Here's What Your Tweets Are Really Saying About Your Heart
What are your tweets saying about your heart disease risk? Researchers at the University of Pennsylvania found that users who frequently used words like "hate" or expressed other negative emotions had a higher risk of cardiovascular issues. Those who also expressed boredom or having no reason to get out of bed were at a higher risk than counterparts.
Researchers found that Twitter data can actually be used to measure psychological and physiological well-being, overall.

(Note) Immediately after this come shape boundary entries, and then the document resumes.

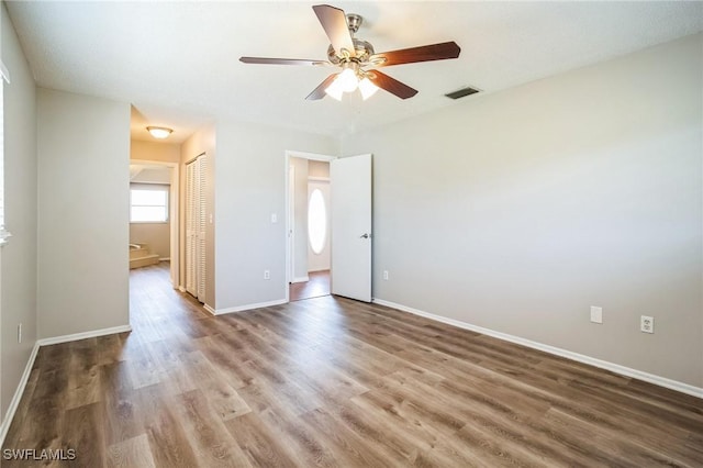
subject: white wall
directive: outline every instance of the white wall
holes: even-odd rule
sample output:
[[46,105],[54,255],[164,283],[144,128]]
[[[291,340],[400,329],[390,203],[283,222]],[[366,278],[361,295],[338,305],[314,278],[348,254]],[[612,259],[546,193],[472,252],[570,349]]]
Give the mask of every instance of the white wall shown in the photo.
[[[327,136],[241,122],[217,125],[216,309],[286,298],[286,151],[338,153]],[[271,223],[271,214],[278,223]],[[264,279],[264,270],[271,279]]]
[[375,297],[703,387],[702,41],[345,138]]
[[40,337],[129,324],[130,104],[40,89]]
[[295,169],[293,194],[293,233],[294,245],[291,252],[293,257],[293,281],[303,281],[308,278],[308,166],[309,160],[291,157],[290,164]]
[[4,422],[36,342],[36,91],[4,3],[0,16],[2,60],[12,78],[3,89],[4,212],[13,235],[0,249],[0,421]]

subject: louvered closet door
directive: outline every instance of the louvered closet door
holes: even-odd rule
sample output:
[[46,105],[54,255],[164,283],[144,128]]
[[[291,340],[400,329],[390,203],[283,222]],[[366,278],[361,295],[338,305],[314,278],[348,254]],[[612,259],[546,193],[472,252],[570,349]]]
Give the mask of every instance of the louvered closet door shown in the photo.
[[196,161],[186,165],[186,290],[198,297],[196,289],[196,243],[194,243],[194,201],[196,201]]
[[186,290],[205,299],[205,179],[208,159],[199,156],[186,165]]
[[208,174],[208,158],[205,156],[201,156],[198,158],[198,190],[199,190],[199,200],[198,200],[198,263],[197,263],[197,287],[198,287],[198,299],[201,301],[205,300],[205,225],[208,224],[207,220],[207,207],[205,207],[205,176]]

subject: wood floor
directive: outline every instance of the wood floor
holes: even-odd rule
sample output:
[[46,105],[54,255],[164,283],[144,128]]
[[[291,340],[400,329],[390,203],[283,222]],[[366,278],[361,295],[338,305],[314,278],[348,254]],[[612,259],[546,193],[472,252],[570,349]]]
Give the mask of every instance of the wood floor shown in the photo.
[[331,296],[213,317],[166,276],[133,271],[132,333],[41,348],[4,449],[72,448],[53,466],[82,467],[703,466],[700,399]]
[[308,278],[309,280],[305,282],[293,282],[290,285],[291,301],[330,294],[330,270],[311,271],[308,274]]

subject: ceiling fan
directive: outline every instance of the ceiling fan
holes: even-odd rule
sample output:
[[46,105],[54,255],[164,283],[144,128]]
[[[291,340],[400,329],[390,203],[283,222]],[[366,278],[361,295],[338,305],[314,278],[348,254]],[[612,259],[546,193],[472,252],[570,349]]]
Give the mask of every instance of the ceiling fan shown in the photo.
[[322,99],[325,94],[342,100],[343,93],[353,92],[357,88],[365,100],[379,88],[401,99],[408,99],[415,96],[417,90],[376,68],[457,58],[461,52],[455,42],[444,42],[376,54],[371,44],[354,37],[364,21],[361,16],[345,14],[343,10],[328,4],[314,5],[312,9],[332,43],[327,48],[328,60],[265,57],[241,57],[239,60],[245,64],[336,66],[342,68],[342,71],[330,75],[305,98],[311,101]]

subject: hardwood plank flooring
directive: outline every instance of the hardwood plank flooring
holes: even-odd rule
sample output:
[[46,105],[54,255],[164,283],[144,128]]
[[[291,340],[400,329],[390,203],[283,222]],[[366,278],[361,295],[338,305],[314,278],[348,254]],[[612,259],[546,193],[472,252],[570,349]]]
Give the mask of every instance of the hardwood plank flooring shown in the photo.
[[389,308],[215,317],[165,265],[130,304],[40,349],[3,446],[76,459],[2,467],[703,466],[703,400]]

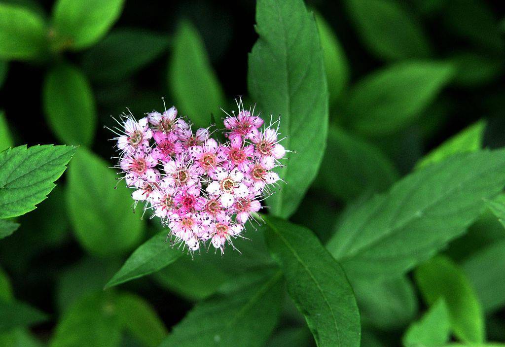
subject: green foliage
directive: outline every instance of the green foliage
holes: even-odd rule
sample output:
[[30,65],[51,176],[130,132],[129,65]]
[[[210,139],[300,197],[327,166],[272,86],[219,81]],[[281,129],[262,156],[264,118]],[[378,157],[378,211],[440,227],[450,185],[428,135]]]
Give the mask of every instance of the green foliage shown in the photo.
[[0,3],[0,59],[40,57],[46,44],[46,26],[42,18],[27,8]]
[[53,48],[78,50],[102,37],[117,20],[124,0],[57,0],[53,13]]
[[[126,252],[143,234],[140,209],[134,213],[131,191],[117,184],[109,165],[84,148],[69,170],[67,202],[75,236],[86,250],[100,256]],[[116,189],[115,189],[115,188]]]
[[168,45],[165,35],[144,30],[118,29],[86,51],[82,68],[94,81],[124,80],[160,56]]
[[504,161],[503,150],[481,151],[416,171],[349,209],[328,248],[351,277],[399,275],[465,232],[503,188]]
[[417,322],[409,327],[403,335],[405,347],[437,347],[446,343],[450,334],[450,317],[443,299],[433,304]]
[[221,115],[222,88],[212,70],[204,42],[187,21],[180,23],[174,37],[168,84],[179,112],[197,127],[210,125],[211,114]]
[[463,342],[482,343],[484,315],[475,291],[463,270],[448,258],[438,256],[422,264],[415,277],[430,305],[440,298],[447,304],[454,334]]
[[42,89],[47,123],[57,136],[71,145],[91,145],[96,124],[93,92],[86,77],[70,65],[49,71]]
[[266,119],[281,115],[280,132],[288,137],[283,145],[296,152],[280,170],[289,185],[269,199],[272,213],[285,218],[299,204],[323,158],[328,88],[315,21],[301,0],[260,0],[256,22],[249,92]]
[[419,20],[396,0],[346,0],[349,16],[371,52],[384,60],[424,58],[430,45]]
[[383,191],[398,178],[394,165],[379,149],[330,126],[315,187],[348,201],[363,194]]
[[35,208],[55,188],[75,152],[71,146],[26,146],[0,153],[0,218]]
[[360,314],[345,274],[312,233],[269,217],[267,244],[318,346],[359,346]]
[[197,304],[160,347],[263,345],[277,324],[282,292],[280,274],[263,274],[252,283],[250,273],[236,278],[232,290]]
[[167,242],[168,233],[166,230],[160,232],[135,250],[106,287],[155,272],[177,260],[182,251]]
[[411,123],[447,84],[454,72],[447,63],[399,63],[356,83],[345,105],[347,122],[357,131],[377,136]]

"Psychological states have long been thought to have an effect on coronary heart disease," said Margaret Kern, an assistant professor at the University of Melbourne, Australia, in a news release. "For example, hostility and depression have been linked with heart disease at the individual level through biological effects," Kern added. "But negative emotions can also trigger behavioral and social responses; you are also more likely to drink, eat poorly and be isolated from other people which can indirectly lead to heart disease."
Whether you're using Twitter as a stream of consciousness or to write obscure jokes or regurgitated news headlines, science always seems to have a way of deciphering the underlying tone in your head.
"Twitter seems to capture a lot of the same information that you get from health and demographic indicators," concluded Gregory Park of the university. "But it also adds something extra. So predictions from Twitter can actually be more accurate than using a set of traditional variables."
More information regarding the findings can be seen via the journal Psychological Science.